Is NoSQL database an alternative for a search engine?
I have been thinking about this question “Is NoSQL database an alternative for a search engine?”. I think I just found an answer here.
Lets talk about some terms first.
NoSQL – Not only SQL – meaning that a NoSQL database differs from a RDBMS in some way.
IR – information retieval – science of searching documents, their metadata, and retrieval.
Let us enlist features and then compare MongoDB and Lucene.
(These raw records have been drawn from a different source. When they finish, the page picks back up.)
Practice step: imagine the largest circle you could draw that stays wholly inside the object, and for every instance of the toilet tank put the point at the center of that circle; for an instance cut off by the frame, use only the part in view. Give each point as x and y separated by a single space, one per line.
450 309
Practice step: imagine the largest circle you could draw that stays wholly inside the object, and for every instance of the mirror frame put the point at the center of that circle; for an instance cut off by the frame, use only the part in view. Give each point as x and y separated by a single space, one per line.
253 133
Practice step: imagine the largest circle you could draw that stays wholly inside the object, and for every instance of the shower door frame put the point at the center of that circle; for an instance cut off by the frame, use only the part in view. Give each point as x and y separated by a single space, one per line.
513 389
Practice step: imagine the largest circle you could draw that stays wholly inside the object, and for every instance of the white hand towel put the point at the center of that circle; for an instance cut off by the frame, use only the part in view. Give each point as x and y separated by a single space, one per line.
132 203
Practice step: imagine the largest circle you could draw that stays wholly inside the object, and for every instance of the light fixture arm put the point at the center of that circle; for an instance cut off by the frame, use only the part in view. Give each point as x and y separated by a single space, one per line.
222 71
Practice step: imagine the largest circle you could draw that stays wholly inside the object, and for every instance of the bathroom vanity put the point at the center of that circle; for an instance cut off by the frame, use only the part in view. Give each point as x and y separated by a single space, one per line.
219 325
- MongoDB is a document based database having following features ( reference http://www.mongodb.org/ ):
- Document-oriented storage
- Full Index Support
- Replication and High Availability
- Auto-Sharding
- Querying
- Fast In-Place Updages
- Map/Reduce
- GridFS
- Commercial Support
- Lucene features ( reference http://lucene.apache.org/java/docs/features.html ) :
- Scalable, High-Performace Indexing ( which is actually quite fast )
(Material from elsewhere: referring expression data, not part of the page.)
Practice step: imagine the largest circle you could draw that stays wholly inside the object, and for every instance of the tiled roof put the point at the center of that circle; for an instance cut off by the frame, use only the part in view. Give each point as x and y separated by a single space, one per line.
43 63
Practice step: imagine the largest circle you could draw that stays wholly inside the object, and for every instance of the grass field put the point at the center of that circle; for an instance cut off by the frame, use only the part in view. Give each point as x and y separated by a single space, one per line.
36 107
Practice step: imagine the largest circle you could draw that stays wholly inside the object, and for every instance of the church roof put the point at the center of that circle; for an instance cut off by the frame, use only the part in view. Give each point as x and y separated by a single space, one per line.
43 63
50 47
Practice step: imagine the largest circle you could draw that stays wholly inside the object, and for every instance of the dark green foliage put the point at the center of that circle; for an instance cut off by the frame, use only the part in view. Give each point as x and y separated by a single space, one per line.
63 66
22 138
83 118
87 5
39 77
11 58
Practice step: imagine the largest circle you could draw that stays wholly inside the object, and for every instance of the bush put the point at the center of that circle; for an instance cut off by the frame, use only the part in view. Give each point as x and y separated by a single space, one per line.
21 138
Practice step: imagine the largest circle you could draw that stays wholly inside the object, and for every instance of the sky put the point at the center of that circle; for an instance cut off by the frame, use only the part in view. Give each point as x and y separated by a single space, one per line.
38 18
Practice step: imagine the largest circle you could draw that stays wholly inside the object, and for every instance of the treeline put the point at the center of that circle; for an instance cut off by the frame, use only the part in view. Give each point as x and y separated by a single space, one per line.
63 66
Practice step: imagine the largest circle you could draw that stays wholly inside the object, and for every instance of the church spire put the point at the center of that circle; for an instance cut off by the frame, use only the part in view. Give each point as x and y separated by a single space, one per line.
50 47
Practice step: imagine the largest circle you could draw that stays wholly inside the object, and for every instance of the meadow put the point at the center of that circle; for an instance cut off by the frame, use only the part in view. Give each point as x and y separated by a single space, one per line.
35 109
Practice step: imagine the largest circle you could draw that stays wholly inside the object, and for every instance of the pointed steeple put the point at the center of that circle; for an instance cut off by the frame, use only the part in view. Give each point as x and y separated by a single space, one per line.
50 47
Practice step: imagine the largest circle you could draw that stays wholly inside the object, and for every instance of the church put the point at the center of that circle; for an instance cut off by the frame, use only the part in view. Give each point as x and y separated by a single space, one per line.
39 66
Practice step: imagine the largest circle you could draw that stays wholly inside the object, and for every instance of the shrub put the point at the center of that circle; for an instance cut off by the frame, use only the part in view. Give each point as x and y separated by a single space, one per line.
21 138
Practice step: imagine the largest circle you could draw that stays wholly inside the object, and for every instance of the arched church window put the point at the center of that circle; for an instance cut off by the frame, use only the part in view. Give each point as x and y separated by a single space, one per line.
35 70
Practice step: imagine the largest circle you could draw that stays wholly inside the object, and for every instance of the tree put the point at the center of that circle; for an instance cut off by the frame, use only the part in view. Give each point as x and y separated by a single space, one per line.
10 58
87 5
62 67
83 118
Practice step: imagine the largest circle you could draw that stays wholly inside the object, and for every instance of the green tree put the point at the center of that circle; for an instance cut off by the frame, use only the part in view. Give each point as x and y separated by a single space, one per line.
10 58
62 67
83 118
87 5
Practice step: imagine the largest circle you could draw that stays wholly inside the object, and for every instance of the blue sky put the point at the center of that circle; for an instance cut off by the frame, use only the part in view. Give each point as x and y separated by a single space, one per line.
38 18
- Powerful, Accurate and Efficient Search Algorithms
- * ranked searching — best results returned first
- * many powerful query types: phrase queries, wildcard queries, proximity queries, range queries and more
- * fielded searching (e.g., title, author, contents)
- * date-range searching
- * sorting by any field
- * multiple-index searching with merged results
- * allows simultaneous update and searching
- Cross Platform
NoSQL is preferable when database needs to be scalable, highly available, with fast query results. However it doesn’t completely solve the problem of Information Retrieval.
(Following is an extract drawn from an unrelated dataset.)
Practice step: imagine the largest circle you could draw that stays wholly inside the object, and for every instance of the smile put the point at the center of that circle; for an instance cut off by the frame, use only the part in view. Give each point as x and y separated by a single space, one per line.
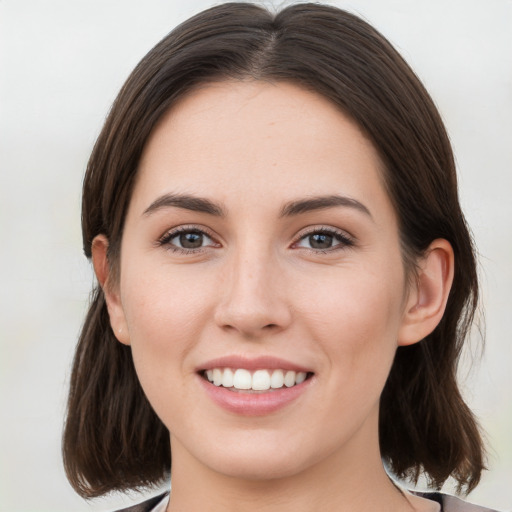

Search (Information Retrieval) isn’t just about grabbing any documents that match, if you want your search results to have any relevance at all you’re going to need something along the lines of TF-IDF, phrase matching (words in a sequence score higher) or any number of other IR techniques to improve search precision.
NoSQL database such as MongoDB dont provide relevance based search results, which is one key point to consider. I think this is the biggest factor to consider when choosing a NoSQL database or a search engine framework.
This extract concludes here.